The form outlines several specific skin conditions that should be monitored, including bruising, skin tears, rashes, swelling, dryness, and more. Each of these conditions can indicate varying levels of concern and may require different interventions. The form provides a comprehensive list to guide CNAs in their assessments.

How is the information documented on the CNA Shower Sheets form?

Documentation on the CNA Shower Sheets form involves filling out the resident's name, the date, and the specific abnormalities observed. CNAs use the body chart to graphically indicate the locations of these abnormalities. After completing the assessment, the CNA must sign the form, and it may also require signatures from the charge nurse and the DON, depending on the findings.

Is there a section for toenail care on the form?

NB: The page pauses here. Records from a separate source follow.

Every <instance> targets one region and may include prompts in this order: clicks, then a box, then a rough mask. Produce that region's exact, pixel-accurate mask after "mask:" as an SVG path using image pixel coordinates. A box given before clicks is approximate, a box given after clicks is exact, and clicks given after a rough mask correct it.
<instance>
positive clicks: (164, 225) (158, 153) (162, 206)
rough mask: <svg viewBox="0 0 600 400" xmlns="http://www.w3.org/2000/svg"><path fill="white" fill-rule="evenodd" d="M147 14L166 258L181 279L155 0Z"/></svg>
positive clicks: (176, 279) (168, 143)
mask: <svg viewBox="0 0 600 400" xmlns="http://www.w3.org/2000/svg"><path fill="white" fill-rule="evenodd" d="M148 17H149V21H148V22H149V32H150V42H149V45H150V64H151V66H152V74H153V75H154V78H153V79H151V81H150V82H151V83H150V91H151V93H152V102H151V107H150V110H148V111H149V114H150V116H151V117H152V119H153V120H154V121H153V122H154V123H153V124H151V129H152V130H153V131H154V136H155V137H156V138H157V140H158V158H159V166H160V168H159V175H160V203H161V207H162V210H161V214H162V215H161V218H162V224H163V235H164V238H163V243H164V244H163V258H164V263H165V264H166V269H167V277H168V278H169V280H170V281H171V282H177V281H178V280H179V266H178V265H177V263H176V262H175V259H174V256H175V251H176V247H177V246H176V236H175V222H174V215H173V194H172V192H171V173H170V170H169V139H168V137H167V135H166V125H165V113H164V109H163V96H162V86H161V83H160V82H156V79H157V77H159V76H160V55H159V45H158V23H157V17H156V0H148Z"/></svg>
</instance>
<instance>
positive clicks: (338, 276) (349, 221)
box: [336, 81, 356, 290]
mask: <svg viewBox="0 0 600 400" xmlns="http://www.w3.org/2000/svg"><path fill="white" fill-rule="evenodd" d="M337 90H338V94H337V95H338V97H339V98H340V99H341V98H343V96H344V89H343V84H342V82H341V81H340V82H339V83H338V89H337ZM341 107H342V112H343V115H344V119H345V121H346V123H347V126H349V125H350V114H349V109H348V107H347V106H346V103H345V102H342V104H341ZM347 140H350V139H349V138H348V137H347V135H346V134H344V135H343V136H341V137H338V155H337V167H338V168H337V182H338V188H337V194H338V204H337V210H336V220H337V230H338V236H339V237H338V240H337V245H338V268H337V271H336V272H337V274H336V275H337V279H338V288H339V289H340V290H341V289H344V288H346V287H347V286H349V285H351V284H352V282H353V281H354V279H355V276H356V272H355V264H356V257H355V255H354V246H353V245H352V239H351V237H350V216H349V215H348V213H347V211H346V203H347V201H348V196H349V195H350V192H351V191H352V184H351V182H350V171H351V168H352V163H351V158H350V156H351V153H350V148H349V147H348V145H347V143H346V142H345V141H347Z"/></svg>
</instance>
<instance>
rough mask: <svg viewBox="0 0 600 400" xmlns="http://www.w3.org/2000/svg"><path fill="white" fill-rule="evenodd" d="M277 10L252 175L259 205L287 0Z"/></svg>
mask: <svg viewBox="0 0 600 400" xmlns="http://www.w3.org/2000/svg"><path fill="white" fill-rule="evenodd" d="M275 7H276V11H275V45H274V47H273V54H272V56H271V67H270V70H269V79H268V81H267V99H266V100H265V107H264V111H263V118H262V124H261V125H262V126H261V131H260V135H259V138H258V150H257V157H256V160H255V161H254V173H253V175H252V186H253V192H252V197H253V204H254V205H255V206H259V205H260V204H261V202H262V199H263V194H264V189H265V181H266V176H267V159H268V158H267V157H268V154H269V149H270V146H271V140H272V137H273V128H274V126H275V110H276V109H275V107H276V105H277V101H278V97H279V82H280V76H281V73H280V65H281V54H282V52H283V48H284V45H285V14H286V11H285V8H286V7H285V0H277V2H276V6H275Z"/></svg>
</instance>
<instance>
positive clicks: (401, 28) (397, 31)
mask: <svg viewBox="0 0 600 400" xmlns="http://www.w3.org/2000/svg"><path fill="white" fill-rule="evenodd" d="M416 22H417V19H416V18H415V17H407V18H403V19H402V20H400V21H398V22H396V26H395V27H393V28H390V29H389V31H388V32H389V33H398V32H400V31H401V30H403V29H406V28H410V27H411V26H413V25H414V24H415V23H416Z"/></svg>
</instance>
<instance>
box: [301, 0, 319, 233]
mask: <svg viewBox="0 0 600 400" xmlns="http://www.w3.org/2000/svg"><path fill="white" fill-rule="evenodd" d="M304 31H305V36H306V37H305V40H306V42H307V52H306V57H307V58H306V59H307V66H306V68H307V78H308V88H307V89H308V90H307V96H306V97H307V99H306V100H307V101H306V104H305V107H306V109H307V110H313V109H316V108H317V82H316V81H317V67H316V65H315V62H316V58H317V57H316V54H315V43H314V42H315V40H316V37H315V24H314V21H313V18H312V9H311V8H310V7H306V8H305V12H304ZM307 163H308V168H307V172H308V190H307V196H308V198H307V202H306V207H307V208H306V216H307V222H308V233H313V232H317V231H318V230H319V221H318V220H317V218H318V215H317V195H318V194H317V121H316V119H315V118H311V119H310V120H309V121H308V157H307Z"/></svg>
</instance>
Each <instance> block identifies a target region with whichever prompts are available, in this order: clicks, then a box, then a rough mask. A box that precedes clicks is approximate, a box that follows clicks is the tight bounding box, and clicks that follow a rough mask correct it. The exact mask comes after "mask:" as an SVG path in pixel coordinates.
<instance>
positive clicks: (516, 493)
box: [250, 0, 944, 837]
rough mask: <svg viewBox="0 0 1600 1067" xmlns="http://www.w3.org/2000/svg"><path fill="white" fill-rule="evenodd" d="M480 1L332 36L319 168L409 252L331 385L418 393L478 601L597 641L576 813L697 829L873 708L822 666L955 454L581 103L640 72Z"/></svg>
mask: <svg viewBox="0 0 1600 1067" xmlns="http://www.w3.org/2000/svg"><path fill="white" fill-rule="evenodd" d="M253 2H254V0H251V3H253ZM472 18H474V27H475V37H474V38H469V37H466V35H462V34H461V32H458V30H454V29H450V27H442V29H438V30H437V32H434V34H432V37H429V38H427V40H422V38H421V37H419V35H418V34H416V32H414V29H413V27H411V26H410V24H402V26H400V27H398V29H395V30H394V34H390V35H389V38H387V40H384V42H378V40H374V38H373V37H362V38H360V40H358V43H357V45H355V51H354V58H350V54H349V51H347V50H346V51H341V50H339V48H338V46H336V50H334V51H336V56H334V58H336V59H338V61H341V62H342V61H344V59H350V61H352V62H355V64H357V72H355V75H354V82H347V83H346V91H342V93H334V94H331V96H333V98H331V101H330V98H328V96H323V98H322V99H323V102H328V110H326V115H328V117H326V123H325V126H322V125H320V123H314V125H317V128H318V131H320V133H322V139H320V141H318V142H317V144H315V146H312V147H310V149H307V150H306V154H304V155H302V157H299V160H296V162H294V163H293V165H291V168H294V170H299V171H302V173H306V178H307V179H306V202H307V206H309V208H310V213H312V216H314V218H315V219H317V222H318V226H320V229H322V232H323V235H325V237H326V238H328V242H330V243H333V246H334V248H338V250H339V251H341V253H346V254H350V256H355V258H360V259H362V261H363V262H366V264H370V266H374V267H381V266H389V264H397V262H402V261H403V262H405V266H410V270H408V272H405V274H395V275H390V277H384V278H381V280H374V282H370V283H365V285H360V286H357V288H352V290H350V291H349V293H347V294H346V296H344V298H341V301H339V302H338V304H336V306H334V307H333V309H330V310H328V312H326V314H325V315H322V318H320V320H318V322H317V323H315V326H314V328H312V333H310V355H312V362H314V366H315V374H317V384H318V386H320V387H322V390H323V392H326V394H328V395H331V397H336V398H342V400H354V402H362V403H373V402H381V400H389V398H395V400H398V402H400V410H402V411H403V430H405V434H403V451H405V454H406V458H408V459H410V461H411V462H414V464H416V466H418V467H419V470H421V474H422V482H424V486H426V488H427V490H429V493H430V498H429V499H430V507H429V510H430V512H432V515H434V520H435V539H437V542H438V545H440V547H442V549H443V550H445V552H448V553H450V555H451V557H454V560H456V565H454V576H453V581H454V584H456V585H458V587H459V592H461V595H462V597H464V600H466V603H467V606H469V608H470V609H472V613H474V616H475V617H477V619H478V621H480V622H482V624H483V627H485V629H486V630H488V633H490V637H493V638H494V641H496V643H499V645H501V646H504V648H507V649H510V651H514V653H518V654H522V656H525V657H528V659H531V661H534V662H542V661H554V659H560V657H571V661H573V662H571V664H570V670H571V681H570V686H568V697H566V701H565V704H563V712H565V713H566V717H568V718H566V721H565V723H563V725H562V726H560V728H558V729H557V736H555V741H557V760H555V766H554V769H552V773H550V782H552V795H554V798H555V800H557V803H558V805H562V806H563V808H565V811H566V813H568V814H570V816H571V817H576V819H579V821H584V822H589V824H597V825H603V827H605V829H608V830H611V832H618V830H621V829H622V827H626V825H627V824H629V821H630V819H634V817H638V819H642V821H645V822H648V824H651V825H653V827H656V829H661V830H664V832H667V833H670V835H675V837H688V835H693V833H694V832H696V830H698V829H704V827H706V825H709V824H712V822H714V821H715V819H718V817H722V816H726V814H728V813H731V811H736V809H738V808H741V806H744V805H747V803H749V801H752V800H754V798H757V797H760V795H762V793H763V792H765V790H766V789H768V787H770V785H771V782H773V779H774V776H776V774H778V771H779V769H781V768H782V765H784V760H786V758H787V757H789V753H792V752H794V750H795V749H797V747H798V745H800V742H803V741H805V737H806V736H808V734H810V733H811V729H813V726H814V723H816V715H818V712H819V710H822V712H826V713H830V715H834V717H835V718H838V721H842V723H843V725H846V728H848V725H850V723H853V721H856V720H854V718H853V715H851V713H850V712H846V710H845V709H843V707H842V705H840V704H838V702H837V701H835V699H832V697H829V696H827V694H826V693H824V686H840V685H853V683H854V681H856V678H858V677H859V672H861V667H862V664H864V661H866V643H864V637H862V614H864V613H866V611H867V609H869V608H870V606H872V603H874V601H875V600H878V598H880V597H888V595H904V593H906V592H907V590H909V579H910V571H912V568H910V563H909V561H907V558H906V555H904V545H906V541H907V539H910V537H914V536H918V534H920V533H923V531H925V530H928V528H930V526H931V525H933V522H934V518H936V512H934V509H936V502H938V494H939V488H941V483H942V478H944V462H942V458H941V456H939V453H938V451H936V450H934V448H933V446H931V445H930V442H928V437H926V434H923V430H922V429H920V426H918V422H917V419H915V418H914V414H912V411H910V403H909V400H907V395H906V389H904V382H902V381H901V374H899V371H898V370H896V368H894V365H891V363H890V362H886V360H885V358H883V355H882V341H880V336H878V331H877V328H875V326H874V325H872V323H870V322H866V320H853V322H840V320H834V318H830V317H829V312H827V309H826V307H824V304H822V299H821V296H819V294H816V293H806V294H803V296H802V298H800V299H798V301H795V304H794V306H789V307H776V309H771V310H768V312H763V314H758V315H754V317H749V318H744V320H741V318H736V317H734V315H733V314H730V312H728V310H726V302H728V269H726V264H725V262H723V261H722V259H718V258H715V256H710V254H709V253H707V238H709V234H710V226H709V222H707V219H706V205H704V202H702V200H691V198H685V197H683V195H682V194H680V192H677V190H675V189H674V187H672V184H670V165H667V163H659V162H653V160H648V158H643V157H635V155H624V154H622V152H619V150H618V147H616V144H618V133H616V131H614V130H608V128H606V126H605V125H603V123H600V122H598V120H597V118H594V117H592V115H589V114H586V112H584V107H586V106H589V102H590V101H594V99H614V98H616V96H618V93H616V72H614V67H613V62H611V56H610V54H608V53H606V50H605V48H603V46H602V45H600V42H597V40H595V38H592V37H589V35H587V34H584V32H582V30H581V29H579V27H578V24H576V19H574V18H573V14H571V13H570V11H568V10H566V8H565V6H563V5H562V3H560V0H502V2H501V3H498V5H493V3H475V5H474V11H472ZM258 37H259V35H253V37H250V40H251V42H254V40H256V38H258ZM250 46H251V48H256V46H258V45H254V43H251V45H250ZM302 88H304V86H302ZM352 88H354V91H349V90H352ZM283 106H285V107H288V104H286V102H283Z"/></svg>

Yes, the form includes a section that addresses whether the resident needs their toenails cut. This is an important aspect of personal care and can impact the resident's overall health and comfort. The CNA can simply mark "Yes" or "No" in response to this question.

What happens after the CNA completes the form?

Once the CNA completes the form, it should be submitted to the charge nurse for review. The charge nurse will then assess the documented abnormalities and determine any necessary interventions. If needed, the information will be forwarded to the DON for further evaluation and action.

Where can I access the CNA Shower Sheets form?

The CNA Shower Sheets form is available online at www.primaris.org. This resource ensures that CNAs can easily access the form when needed, facilitating consistent and thorough skin assessments for residents.

How to Use Cna Shower Sheets

Completing the CNA Shower Sheets form requires careful attention to detail. This form is essential for documenting any skin abnormalities observed during a resident's shower. Following these steps will ensure that all necessary information is accurately recorded, facilitating proper care and follow-up.

  1. Begin by entering the resident's name in the space labeled RESIDENT.
  2. Next, fill in the date of the assessment in the DATE field.
  3. Conduct a visual assessment of the resident's skin during the shower.
  4. Identify any abnormalities from the list provided, which includes bruising, skin tears, rashes, and more.
  5. For each abnormality noted, use the body chart to mark its exact location and provide a brief description.
  6. Sign the form in the CNA Signature section and include the date of the assessment.
  7. Indicate whether the resident needs their toenails cut by checking either Yes or No.
  8. Have the charge nurse sign the form in the Charge Nurse Signature section and date it.
  9. The charge nurse should provide their assessment in the designated area.
  10. Document any interventions taken in the Intervention section.
  11. Finally, indicate whether the information has been forwarded to the Director of Nursing (DON) by checking Yes or No.
  12. Ensure the DON signs the form and includes the date.